MooTools 1.1 Upgrade Helper (beta)

Written By Moo Tools, on Thursday, December 31st 2009, 3:03pm

Users wishing to upgrade any large site from MooTools 1.1 to 1.2 can sometimes find it difficult. The API for 1.2 changed quite a bit, so without help upgrading your code can be fraught with danger.

Our solution is an upgrade helper that will allow you to replace your old MooTools 1.1 code with 1.2 code by logging deprecated methods to the console and telling you what needs to be changed.

The upgrade helper also attempts to automatically convert 1.1 calls to 1.2 calls. However, this helper is not really meant to be a compatibility script so much as a script designed to help you migrate your code. In almost all cases methods that have been deprecated or have had their API altered will provide feedback to the console when they are called. Ideally, developers will put this script into their environment with MooTools 1.2, use their application and change all the calls that throw warnings, then remove the upgrade helper from their environment.

Using the Upgrade Helper

You can download the upgrade helper on the MooTools Download Page along with current build of MooTools built for it. This companion library has all the functionality found in MooTools 1.1 (Drag, Accordion, etc. - some of these plugins moved out of MooTools Core and into MooTools More in 1.2).

Simply replace MooTools 1.1 with MooTools 1.2, include the upgrade helper, then include your site’s code. Browse your site with a browser that provides a console API (we recommend Firefox with Firebug) and take note of the warnings thrown (note, you can adjust the logging; see the readme). Address these in your code base until you cannot find any more, then remove the upgrade helper. You have now an upgraded website, and you can use the plugins in the Forge!

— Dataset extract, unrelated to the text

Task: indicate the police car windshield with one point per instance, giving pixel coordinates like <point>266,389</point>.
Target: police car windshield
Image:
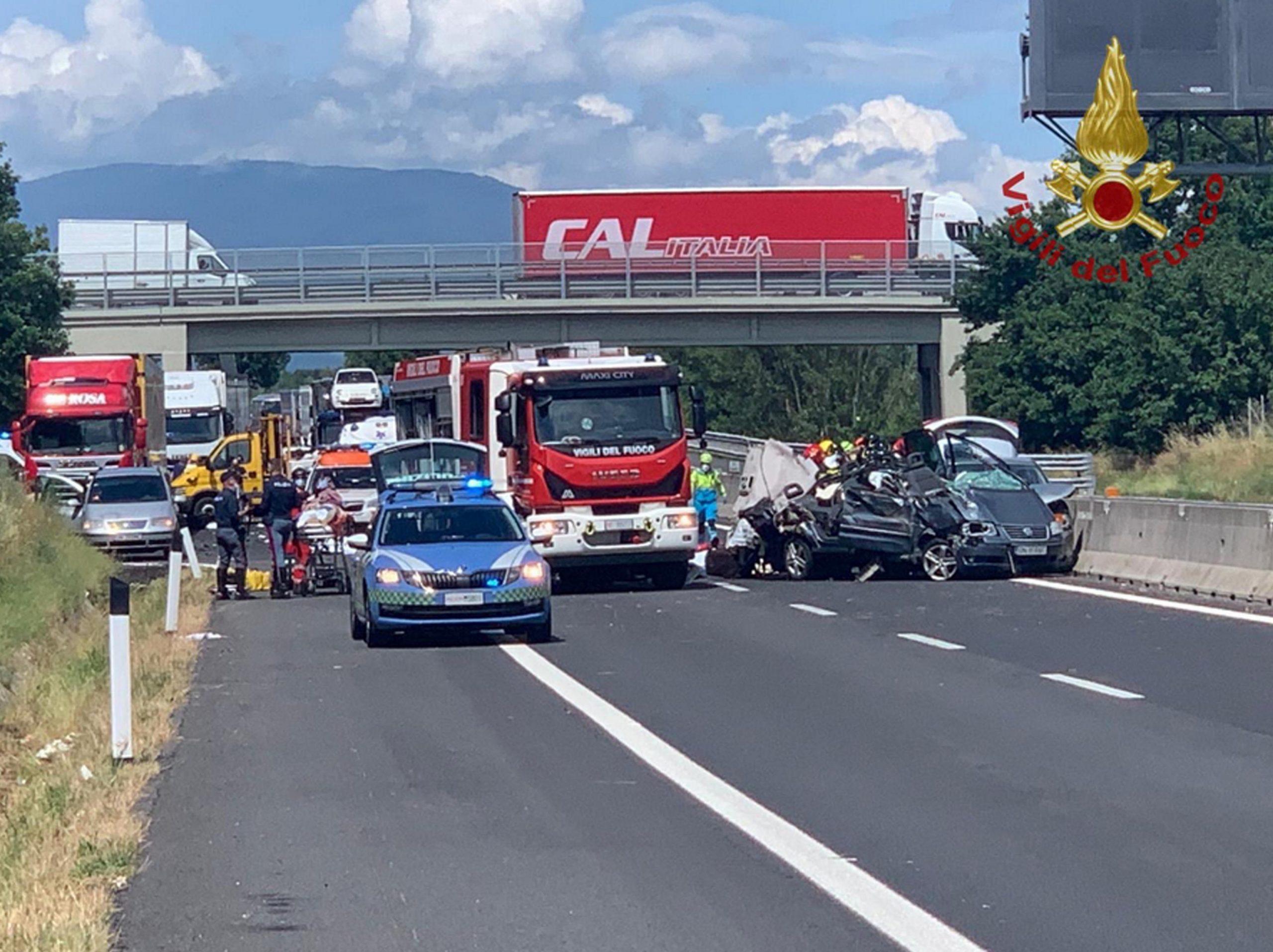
<point>129,489</point>
<point>438,525</point>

If you still have warnings after you have finished converting your code, have a look at the documentation for 1.1 and 1.2 and also the source code in the upgrade helper. Most changes are simple, but may require a change of arguments. There are a few breaking changes but in the vast majority of cases these should not affect you. A complete list of the changes between 1.1 and 1.2 can be found in the readme of the github upgrade-helper repository.

Feedback, Help, and Resources

The upgrade helper is being released as a beta for now. We’ve written and run tests against the browsers we support but the real world usage of MooTools will be the real test. As such, we hope that you, the MooTools community, will help us polish this script, by letting us know what features on your sites don’t work. Bugs can be filed using the github issues for the repository.

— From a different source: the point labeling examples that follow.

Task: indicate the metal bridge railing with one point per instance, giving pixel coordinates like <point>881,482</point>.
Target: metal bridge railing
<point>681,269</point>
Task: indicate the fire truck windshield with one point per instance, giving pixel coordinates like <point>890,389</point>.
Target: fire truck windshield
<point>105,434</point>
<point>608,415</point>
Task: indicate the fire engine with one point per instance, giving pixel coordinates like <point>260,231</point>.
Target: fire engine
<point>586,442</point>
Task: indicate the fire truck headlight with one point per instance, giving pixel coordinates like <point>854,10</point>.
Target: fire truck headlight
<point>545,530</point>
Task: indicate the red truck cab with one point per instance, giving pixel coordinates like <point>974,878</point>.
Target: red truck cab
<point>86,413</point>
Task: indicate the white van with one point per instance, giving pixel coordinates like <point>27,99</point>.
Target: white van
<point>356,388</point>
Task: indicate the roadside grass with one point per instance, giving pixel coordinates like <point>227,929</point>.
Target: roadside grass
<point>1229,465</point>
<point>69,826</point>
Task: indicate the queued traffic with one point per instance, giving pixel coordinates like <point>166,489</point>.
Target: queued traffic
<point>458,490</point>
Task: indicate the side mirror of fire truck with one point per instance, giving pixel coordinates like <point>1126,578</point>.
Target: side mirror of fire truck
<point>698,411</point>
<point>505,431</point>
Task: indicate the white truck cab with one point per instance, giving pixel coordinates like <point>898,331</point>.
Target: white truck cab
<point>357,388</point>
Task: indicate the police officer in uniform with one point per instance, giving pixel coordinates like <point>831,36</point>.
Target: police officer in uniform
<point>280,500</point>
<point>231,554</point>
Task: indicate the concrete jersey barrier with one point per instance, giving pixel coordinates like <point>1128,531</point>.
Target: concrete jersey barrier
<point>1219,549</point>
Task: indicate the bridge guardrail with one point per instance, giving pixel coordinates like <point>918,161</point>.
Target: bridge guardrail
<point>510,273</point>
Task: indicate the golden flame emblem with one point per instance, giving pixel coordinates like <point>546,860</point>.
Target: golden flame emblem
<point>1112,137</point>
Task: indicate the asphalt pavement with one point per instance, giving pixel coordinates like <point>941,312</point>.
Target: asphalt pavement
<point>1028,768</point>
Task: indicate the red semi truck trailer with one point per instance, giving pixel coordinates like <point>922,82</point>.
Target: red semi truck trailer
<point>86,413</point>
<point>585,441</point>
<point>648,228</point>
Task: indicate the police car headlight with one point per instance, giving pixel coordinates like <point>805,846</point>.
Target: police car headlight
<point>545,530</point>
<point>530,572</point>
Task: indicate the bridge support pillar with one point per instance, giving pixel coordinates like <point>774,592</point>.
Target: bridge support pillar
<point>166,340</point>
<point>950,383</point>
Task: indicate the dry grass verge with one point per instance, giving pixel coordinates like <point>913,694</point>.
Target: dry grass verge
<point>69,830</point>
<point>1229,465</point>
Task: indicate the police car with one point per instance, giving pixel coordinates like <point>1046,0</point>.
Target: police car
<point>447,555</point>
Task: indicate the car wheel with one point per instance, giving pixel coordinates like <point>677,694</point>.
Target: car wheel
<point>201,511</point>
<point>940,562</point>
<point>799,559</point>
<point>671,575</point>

Arguably, this is something we should have provided long ago. Going forward, we’ve pledged to make all releases 100% backwards compatible for all documented methods and features.

Should you require any guidance or assistance, you can, as always, find us in the #mootools IRC channel or post in the MooTools Google Group.

Last of all, massive thanks to Nathan White and David Isaacson, for their early work on this. In the last few weeks the MooTools Dev team has spent a lot of time making and testing this upgrade helper, but these guys kicked this off with their contributions and they are most appreciated.